Precast improves energy performance
Precast concrete’s thermal mass flattens out daily temperature differentials and therefore reduces heating and cooling loads on the building’s HVAC system. The resulting energy savings increase with high swings in ambient temperature. When outdoor temperatures are at their peak, the inside of the building remains cool, because the heat has not yet penetrated the precast concrete mass, producing a time lag as seen in Figure 1. Precast slowly releases heat into the interior spaces during late afternoon and evening when buildings are usually empty. This delay in heat transfer is known as “damping.”
Precast concrete’s mass is cooled by natural ventilation during the night, and then it is able to absorb heat again the next day. The result of this delaying or damping effect is improved energy conservation, which is mandated by the national Energy Policy Act of 1992 for commercial buildings.
So how does one quantify thermal mass? Specific heat describes a material’s ability to store heat energy. Specific heat is defined as the ratio of the amount of heat required to raise the temperature of a unit mass of a material by one unit of temperature to the heat needed to raise an equal mass of water by the same unit of temperature.1
Thermal mass is not the same as R-value
Thermal mass is not to be confused with R-value, also known as thermal resistance. R-value is expressed as the thickness of the material divided by the thermal conductivity.2 R-values and U factors (thermal transmittance) do not take into account the effects of thermal mass, and by themselves are inadequate in describing the heat transfer properties of construction assemblies with significant amounts of thermal mass such as precast concrete.
The thermal mass properties of precast concrete can also help obtain LEED credits.

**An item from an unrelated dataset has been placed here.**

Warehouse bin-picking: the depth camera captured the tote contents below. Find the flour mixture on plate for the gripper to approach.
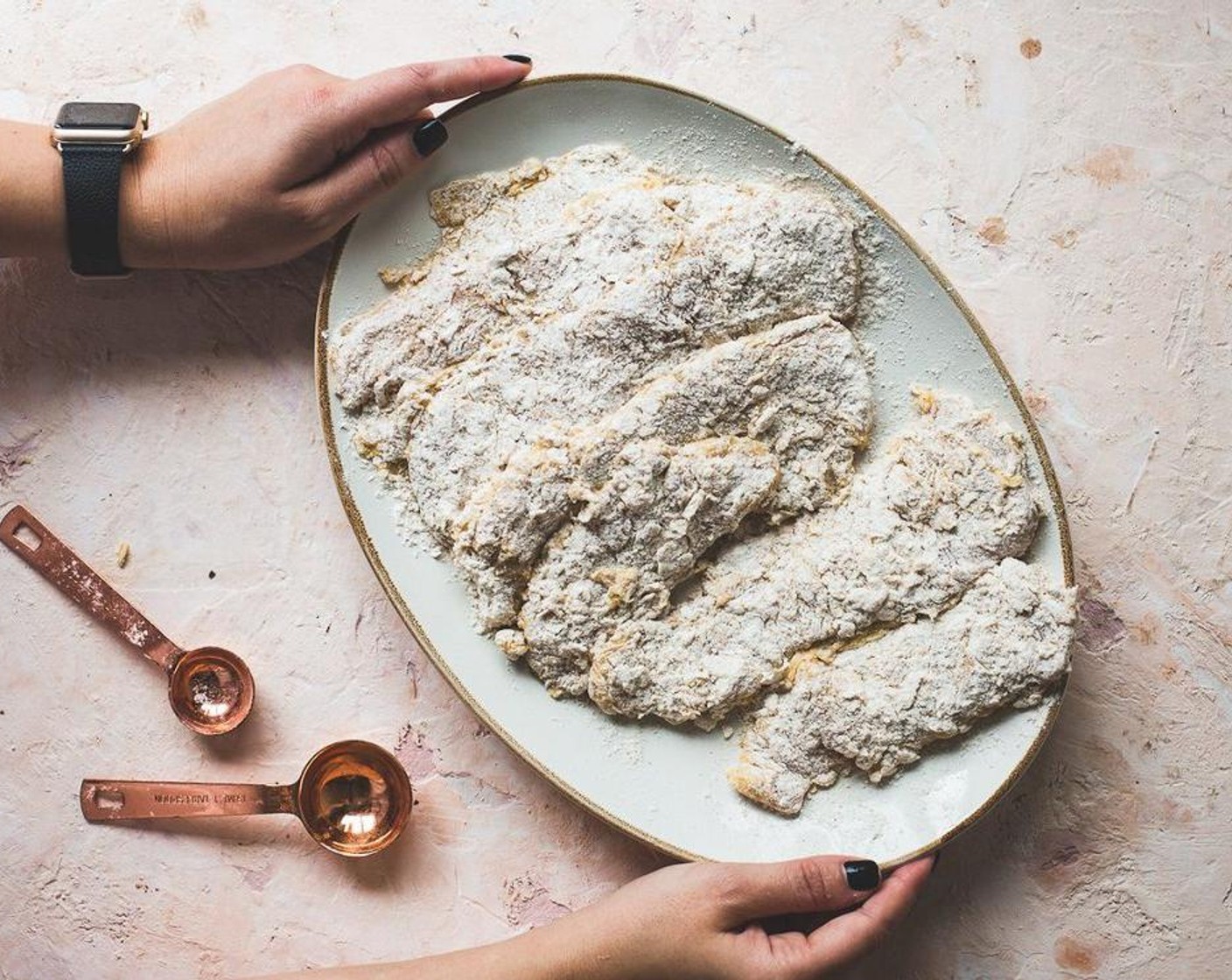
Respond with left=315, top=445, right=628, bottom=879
left=329, top=145, right=1073, bottom=814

The LEED-NC Energy & Atmosphere (EA) Credit 1 on optimizing energy performance can potentially provide up to 10 points for energy cost savings beyond ASHRAE Standard 90.1-2010.
Improved energy performance is just one of many benefits of precast concrete, but it is an important asset for designers who need to cut heating and air conditioning costs associated with HVAC systems and still keep building occupants comfortable.
For more information on thermal mass of precast concrete, contact NPCA’s Technical Services staff at [email protected] or at (800) 366-7731.
Claude Goguen, P.E., LEED AP, is NPCA’s director of Technical Services.
1 The specific heat of concrete and masonry can generally be assumed to be 0.2 Btu/lb F. (ASHRAE Handbook of Fundamentals).
2 The coefficient of thermal conductivity is a measure of the rate at which heat (energy) passes perpendicularly through a unit area of homogeneous material of unit thickness for a temperature difference of one degree.